Innovation/Global Crisis Blog
Three Cheers for David Beers… David Who?
By Shlomo Maital
Very few people have heard of David Beers. He is the head of Standard & Poor’s sovereign bond rating department. He makes the decision whether to, for instance, downgrade America’s Treasury bond rating from AAA to AA plus. Which is just what he did last Friday, after the stock market closed in New York.
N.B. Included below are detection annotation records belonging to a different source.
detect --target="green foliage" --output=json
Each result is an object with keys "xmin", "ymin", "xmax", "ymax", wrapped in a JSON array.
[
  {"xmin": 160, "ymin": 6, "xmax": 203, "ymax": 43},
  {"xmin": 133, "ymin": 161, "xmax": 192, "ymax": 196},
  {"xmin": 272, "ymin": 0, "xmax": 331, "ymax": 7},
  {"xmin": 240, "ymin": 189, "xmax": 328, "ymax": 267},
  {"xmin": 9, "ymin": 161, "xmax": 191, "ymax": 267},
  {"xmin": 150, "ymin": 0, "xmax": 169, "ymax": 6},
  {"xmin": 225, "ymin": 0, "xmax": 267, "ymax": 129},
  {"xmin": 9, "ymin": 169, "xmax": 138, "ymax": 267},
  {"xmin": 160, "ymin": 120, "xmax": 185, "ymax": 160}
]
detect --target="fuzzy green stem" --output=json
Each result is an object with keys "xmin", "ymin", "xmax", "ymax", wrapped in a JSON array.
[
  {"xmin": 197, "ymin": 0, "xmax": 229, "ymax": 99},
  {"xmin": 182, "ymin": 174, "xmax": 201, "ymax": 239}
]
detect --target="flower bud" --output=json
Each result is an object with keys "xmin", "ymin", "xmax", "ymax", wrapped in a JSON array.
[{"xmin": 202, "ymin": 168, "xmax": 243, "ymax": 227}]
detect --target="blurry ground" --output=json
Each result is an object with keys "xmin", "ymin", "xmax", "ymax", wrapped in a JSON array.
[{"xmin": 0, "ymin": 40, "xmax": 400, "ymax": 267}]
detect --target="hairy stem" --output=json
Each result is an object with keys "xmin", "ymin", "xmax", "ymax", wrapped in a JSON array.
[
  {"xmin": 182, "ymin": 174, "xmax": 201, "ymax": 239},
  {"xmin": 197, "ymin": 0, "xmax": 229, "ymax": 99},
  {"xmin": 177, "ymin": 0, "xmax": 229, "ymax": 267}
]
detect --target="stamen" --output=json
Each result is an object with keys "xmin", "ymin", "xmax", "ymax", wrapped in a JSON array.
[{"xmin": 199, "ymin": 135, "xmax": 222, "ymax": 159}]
Both before and after his decision he was subject to pressures one can only imagine – including a claim by the U.S. Treasury Dept. that he and his team made a mistake amounting to $2 trillion, in estimating America’s debt burden. (It turns out that $2 trillion, which is 14 per cent of US GDP, is insignificant; $15 trillion have to be cut from America’s budget in the next decade!).
Former U.S. Assistant Treasury Secretary Larry Summers vilified Beers, recalling that S&P failed to downgrade mortgage-backed securities and hence directly helped cause the global financial crisis in 2007-9. Thanks, Larry, we had forgotten that. But, Larry, as you well know, Beers had nothing to do with that – that was another department in S&P. Do you think the Republican and Democrat leaders, including the President, bear any responsibility, for an anemic deficit-reduction plan that only cuts spending by $20 b. this year?
Here is the key fact that justifies Beers’ courageous decision, which fires a shot across the bow of America’s dysfunctional politicians. (From Bloomberg Business Week):
“A June analysis by the Congressional Budget Office concluded that keeping the U.S.’s ratio of debt to gross domestic product at current levels until the year 2085 (to avoid scaring off investors) would require spending cuts, tax hikes, or a combination of both equal to 8.3 percent of GDP each year for the next 75 years, vs. the most likely (i.e. “alternative”) scenario. That translates to $15 trillion over the next decade—or more than three times what Obama and Boehner were considering. You start to see why, absent signs of a serious commitment to deficit reduction, the rating services are warning they may downgrade the federal government’s triple-A rating even if Congress does meet the Aug. 2 deadline. Fortunately, our debt hole is escapable. But digging out requires that leaders of both parties come to terms with just how deep it is.
In other words, just to keep America from sinking deeper in debt, American consumers, for instance, will have to lower their average standard of living by 12 per cent (lowering personal consumption from 70 per cent of GDP to 62.5 per cent – still far higher than in China, for instance). This is not impossible, or even draconian. It means giving up all eating out and entertainment, for example. Has any American leader pointed out to Americans, that in order to dig the U.S. out of its hole, every American will have to stop eating out in restaurants and going to movies, forever (not just for a month or two)?
David Beers deserves praise. All those attacking him deserve sharp criticism. By attacking Beers, they are discrediting perhaps the last honest person in a position of authority in America, one willing to tell the truth.